As the Central Bank assesses the situation post April third week, it forecasts the current restrictions and controls on wide swathes of individual and business activities to have already clouded its near-term economic projections.
The Central Bank had projected the economy to grow by 6.0 percent in 2021, coming off from a contraction in 2020, due to virus-related restrictions that year, which reduced people’s incomes and thereby made them poorer than a year ago.

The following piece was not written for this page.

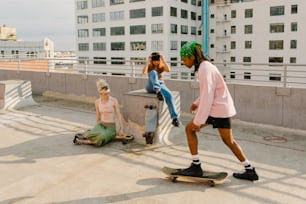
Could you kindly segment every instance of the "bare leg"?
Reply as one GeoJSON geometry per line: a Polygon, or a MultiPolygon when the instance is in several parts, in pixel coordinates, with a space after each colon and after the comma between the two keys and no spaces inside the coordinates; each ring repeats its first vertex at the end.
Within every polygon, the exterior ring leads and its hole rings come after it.
{"type": "Polygon", "coordinates": [[[234,153],[237,159],[239,159],[240,162],[246,161],[246,156],[244,155],[241,147],[233,137],[232,129],[218,128],[218,130],[224,144],[226,144],[228,148],[230,148],[230,150],[234,153]]]}
{"type": "Polygon", "coordinates": [[[192,121],[190,121],[186,126],[185,132],[191,155],[198,154],[198,137],[196,135],[196,132],[192,129],[192,121]]]}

“Essentially we are expecting a lower growth than what was projected in the annual report,” said Central Bank Director Economic Research Dr. Chandranath Amarasekara.
Adding that it was too early to assess the situation, which is still developing, he said, “but we will do that very soon once lockdowns are removed, hopefully sooner rather than later”.
Sri Lanka miserably failed to strike a balance between virus control and maintaining a working economy, due to myopic and one-sided decisions of a few who are tasked with controlling COVID-19.
They gained more prominence lately in influencing key decision makers in the government into believing that the only option available to contain the virus was to lockdown the country, for which nearly a half-dozen vaccines are now available compared to when it first broke out a year ago.
Apart from the economic toll, for two years running, Sri Lanka’s school-going-age children are forced to stay home, due to the failure of the country’s policymakers and bureaucrats to develop a mechanism to safely return them to schools, taking a massive toll on their personality development, as these children miss peer association, physical activity and a key trait of appreciating diversity among people.
Meanwhile, repeated economic contractions or prolonged spells of slow economic growth delay the economic well-being of the people, which then spills over into mass unrest in social and political spheres, derailing even the very slim chances for poor countries like Sri Lanka have to broaden people’s true economic and individual freedoms.